So you’ve been involved with someone and you want to know if if he is the right one for you before getting married. An acquaintance of mine accepted her boyfriend’s marriage proposal although they had only been together for two months. Granted, it could have been love at first sight. At least that’s’ what I thought until see told me she accepted because she is thirty years old, considers herself unattractive, and might not receive another married proposal for as long as she lives. Her family felt very uneasy about him, especially when he demanded she spends less time with them. Sometimes we can get so blinded by love (and other things that we might think is love) that we fail to grasp the obvious. Ladies, in my effort to assist you in determining if he is right for you, I’ve provided some tell tale signs below.
Is he extremely jealous of your relationship with others? Is he critical and often says mean spirited things? Does he get easily agitated? Does he insist on having everything his way,and doesn’t seem to care about your opinion? This is the portrait of a control freak. Stay away from him.

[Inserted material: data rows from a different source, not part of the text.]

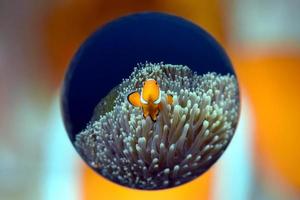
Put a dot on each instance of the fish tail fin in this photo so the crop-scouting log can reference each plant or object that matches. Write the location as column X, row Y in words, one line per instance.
column 170, row 99
column 134, row 99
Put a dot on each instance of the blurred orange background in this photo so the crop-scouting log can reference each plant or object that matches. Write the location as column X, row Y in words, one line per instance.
column 37, row 42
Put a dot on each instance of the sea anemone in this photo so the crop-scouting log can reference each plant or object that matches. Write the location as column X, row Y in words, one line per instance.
column 187, row 138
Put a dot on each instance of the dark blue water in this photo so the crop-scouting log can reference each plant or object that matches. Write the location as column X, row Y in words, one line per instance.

Is he a momma’s boy? I discussed the momma’s boy in depth in a previous article. To summarize, let’s just say you will never be first in his life. In spite of the fact he needs to be dedicated to you, mommy will always outrank you. You might think he will change when you get married, but chances are extremely thin that he will.
Is he financially responsible? You need to know what financial shape he is in before you walk down the aisle. You don’t want to find out after the wedding that he is behind in payments on the $8,000 in credit card dept he owes and his $68,000 in student loans, or that his car is just days away from being snatched and towed by the repo man. This is not a good way to start a marriage, and a sign of possible (actually very likely) financial misbehavior. I recommend asking for a copy of his credit report. You can casually bring it up by saying something like “I’m ordering my Credit report, when was the last time you looked at yours? Let’s order then together so we can see what we need to work on before we take our relationship forward.” Or something like that. Be creative. If he balks at the idea, he probably has something to hide.
Does he seem to care more about his career and position than you? Some men are overachievers (others like to think of themselves as such), and feel that getting married is merely a necessary occurrence that will make them a well rounded, respected individual. Here’s a glimpse into the future with this guy as your husband. He comes home from work, grabs the TV remote and says little, if anything to you and your children. You will be constantly trying to get him to open up and he will be constantly shutting you out. Regardless of your plea to him to communicate and at least tell you how his day was, he will fell no obligation to do so. He makes money to put a nice roof over your head, put the kids in private school, and take vacations at the family lake house every summer. Isn’t that enough? he asks himself. You and I both know it will not be enough. If you man seems emotionally reclusive, do not marry him. You will be his roommate, nor his wife.
Marriage is about sharing your lives together. The ups the downs, the triumphs, the defeats. Choose wisely who you plan to share your life with. If your instincts alert you to something that does not seem right about your boyfriend, pay attention to them. Don’t marry the wrong guy because you’re tired of waiting. Marrying the wrong man will be a lot more stressful than being single.